I'm Your One Black Friend!

What’s up dogg? Ha, just kidding man. Thank God it’s Friday. How’s the job? Mine is boring too, until I see Sheila from accounting with her fine white ass and big white titties. Come on man, you guys have monopolized the Vanilla Sky for too long. Is the game on? No, I meant the hockey game. Dumbass.

Still looking for a girlfriend? No wonder, you look like a chump. A plaid shirt and hunting boots make you look like a serial killa, not a tru playa. Let me change your wardrobe. Let’s get you some looser fitting slacks and an ungodly loud shirt, and accessorize with a chain and a nice watch. Now you won’t be able to keep the women off you.

Now that you are looking fly, let's go out to the dance club!. Awesome, we're just in time for the blackout! Let’s go on the dance floor. What, you can’t dance? Come on, go out there… give it a shot! Ok, ok, wow, lets go back… what were you doing out there? You looked like an albino flamingo having a seizure. No wonder you can’t get any women. Rather than dance, just kinda nod your head to the beat, like its good music, but you are too cool to be bothered. Then when a girl wants to dance, you just kinda let her do her thing in front of you – you play your cards right, all you gotta do is grab her hips every now and again when she grinds on you. How do I know all this? What black guy doesn’t know all this?

No, you can’t say the N-word, I don’t care how cool it is. Even if it is in a rap song. Well, just once. Yeah, you’re my nigga too. Don’t worry, if anyone says anything, just tell them your one black friend said its ok.

While you are at the bar, why don’t you get me a Hypnotiq and Hennessy. Get yourself one too. Yes, it looks and tastes like a blend of antifreeze and motor oil, but Juvenile likes it so it must be good. At least it tastes better than that 40oz Colt 45 you gave me before we left your place. Nobody who has money drinks that shit.

Look’s like you are doing better out there, I hope you get that brunette’s phone number you were grinding on. Where’s the blonde? She just went to the bathroom… she is really digging me man, and if I am lucky, I will be digging her too. She’s totally coo-coo for cocoa puffs. It’s all your fault anyway. You white people worked so hard to keep your sisters and daughters away from black men for so long, the whole white female sex is just overcome by curiosity. Do you think Seal got Heidi Klum because of his rugged good looks? Haha, don’t worry… you white boys still have the Asian strange sewed up. Ok, this is not the proper context to use the N-word.

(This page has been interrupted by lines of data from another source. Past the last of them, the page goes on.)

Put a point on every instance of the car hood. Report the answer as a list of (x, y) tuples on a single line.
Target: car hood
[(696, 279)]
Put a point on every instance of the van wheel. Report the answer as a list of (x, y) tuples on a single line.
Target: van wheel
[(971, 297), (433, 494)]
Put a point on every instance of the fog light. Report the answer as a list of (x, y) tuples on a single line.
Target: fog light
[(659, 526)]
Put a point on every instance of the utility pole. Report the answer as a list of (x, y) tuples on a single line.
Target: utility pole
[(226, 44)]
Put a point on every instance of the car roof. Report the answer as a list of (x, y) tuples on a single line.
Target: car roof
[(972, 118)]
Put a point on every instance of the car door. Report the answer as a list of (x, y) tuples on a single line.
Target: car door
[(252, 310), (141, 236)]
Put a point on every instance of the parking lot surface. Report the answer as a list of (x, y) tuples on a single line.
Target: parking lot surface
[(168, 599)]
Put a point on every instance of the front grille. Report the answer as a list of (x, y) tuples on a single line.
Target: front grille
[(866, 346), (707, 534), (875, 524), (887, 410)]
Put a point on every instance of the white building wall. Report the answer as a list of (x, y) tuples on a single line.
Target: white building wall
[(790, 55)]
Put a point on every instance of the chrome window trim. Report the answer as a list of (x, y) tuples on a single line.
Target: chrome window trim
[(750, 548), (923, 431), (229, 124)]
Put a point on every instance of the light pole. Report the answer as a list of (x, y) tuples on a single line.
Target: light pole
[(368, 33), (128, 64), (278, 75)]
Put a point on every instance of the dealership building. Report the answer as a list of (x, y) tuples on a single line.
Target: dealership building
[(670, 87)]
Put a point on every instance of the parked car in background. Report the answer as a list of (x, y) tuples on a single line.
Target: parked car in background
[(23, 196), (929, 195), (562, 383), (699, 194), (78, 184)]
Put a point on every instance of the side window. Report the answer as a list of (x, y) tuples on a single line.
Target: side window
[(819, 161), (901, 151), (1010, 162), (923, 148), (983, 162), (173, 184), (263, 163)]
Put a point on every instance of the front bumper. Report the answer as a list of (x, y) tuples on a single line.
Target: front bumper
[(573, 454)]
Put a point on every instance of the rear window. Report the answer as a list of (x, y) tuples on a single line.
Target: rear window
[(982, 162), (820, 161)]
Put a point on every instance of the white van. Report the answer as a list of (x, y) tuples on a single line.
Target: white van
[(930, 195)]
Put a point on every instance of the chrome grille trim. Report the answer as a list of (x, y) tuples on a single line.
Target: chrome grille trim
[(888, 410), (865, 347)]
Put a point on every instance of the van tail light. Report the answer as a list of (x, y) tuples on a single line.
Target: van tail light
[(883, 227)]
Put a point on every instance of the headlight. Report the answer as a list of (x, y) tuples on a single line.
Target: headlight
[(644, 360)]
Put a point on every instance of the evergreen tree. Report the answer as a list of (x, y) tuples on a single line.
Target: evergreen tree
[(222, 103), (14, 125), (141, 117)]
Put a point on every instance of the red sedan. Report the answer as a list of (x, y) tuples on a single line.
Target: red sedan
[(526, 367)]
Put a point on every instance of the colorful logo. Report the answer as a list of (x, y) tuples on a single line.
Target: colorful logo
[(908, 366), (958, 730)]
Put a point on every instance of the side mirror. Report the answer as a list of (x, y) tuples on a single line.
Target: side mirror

Hey, thanks for giving me and Sarah a ride to my place. Yeah, I’m sorry you had to see that in your rearview mirror – but you said earlier you liked downloading interracial porn off the internet, so I figured it was ok. I am sure those love stains will come right off the leather with a little soap and water. At least now you have something to talk about in your diversity training class on Monday.

It was good hanging out with you, see you next year!